Goldman Sachs Group hiked its three-month projection for corn prices by 11 percent and raised its six-month outlook as well, saying demand from ethanol makers and livestock producers is running stronger than government predictions even amid tight grain supplies.
Corn futures may reach $6.85 a bushel over the next three months, up from a $6.15 target a month ago, Goldman Sachs said in an agriculture markets update released Nov. 10. The New York-based bank said corn could hit $6.50 over the next six months, up from $6.15 in a previous outlook.
In a Nov. 9 report, the U.S. Department of Agriculture said the nation’s corn harvest will be about 1 percent smaller than the agency estimated in October. While the USDA resolved uncertainty over the size of the U.S. crop, “demand uncertainty remains high for the 2011-12 marketing year, especially for corn,” Goldman Sachs said.
The USDA “raised many questions on U.S. domestic corn demand,” Goldman Sachs analysts led by Damien Courvalin said. The analysts said they adopted the USDA’s reduced corn supply outlook, but see prices rising in part because many livestock are still profitable with cattle and hog markets near all-time highs.

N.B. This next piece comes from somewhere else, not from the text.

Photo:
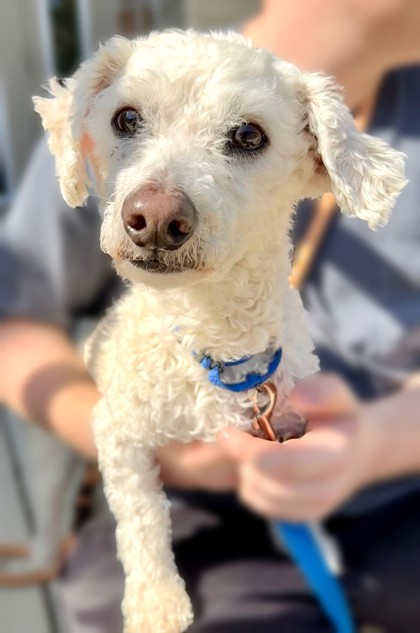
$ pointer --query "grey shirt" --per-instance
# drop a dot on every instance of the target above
(51, 266)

“We continue to expect stronger U.S. domestic corn demand, especially in coming months,” Goldman Sachs analysts said. Although the analysts expect livestock consumption to decline next year as chicken and beef industries cut back, they believe feed demand will be higher than the USDA estimated.
“Cattle and hog margins remain positive at current corn prices, pointing to near-term strength in feed demand,” Goldman Sachs said. “This strength in feed demand was illustrated by the stronger-than-expected September cattle placements.”
“Further, we still see risks that the surprisingly low level of U.S. corn feed demand in 2010-11 may have been underestimated,” the analysts said.
In a separate Nov. 9 report, USDA lowered estimated feed and residual use for corn to 4.6 billion bushels for the 2011-12 marketing year, down 4 percent from 2010-11 and the lowest figure for that category since 4.46 billion bushels in 1989-90.
U.S. corn inventories at the end of the 2011-12 marketing year Aug. 31 will total 843 million bushels, the USDA said, down 25 percent from 2010-11 and the lowest amount of the grain on hand prior to a new harvest since 1996.
Goldman Sachs also said it expects ethanol distillers to use more corn than the USDA forecast, even with a tax credit encouraging use of the fuel additive expiring at the end of this year.
“We believe that ethanol production will remain strong until year-end as producers and exporters try to capture both the current elevated producer margins as well as the blender credit before its expiration,” Goldman Sachs said. “Further, continued strong ethanol exports in 2012 would create upside risk to our corn grind for ethanol forecast.”
The corn market’s upside will probably be “capped,” Goldman Sachs said, as prices above $7 a bushel would achieve “significant demand destruction” both in feed and export demand and would prompt farmers to sell this year’s harvest.
Over the next 12 months, corn may drop toward $5.50, unchanged from a previous forecast, Goldman Sachs said.
In trading Nov. 11, corn futures for December delivery traded on Chicago-based CME Group fell 7 cents to $6.38 ½ a bushel, down 2.6 percent on the week for the contract’s first drop in the past six weeks. March corn fell 7 cents to $6.47 ¾.
Goldman Sachs analysts projected a cattle futures price target at $1.20 a pound for the next three months and $1.30 for the next six months, unchanged from their previous outlook, which was released Oct. 4. The three- and six-month targets for lean hog futures were left unchanged at 95 cents a pound for both.
On Nov. 11, December live cattle futures fell 1.05 cents to $1.2055 a pound, down 3.7 percent this week. December lean hog futures rose 0.7 cent to 86.45 cents a pound, down 0.5 percent on the week.
Goldman Sachs is one of the world’s biggest commodity traders. As of the end of August, Goldman Sachs held almost $23.2 billion in customer funds, the most among futures commission merchants and retail foreign exchange dealers tracked by the U.S. futures industry regulator.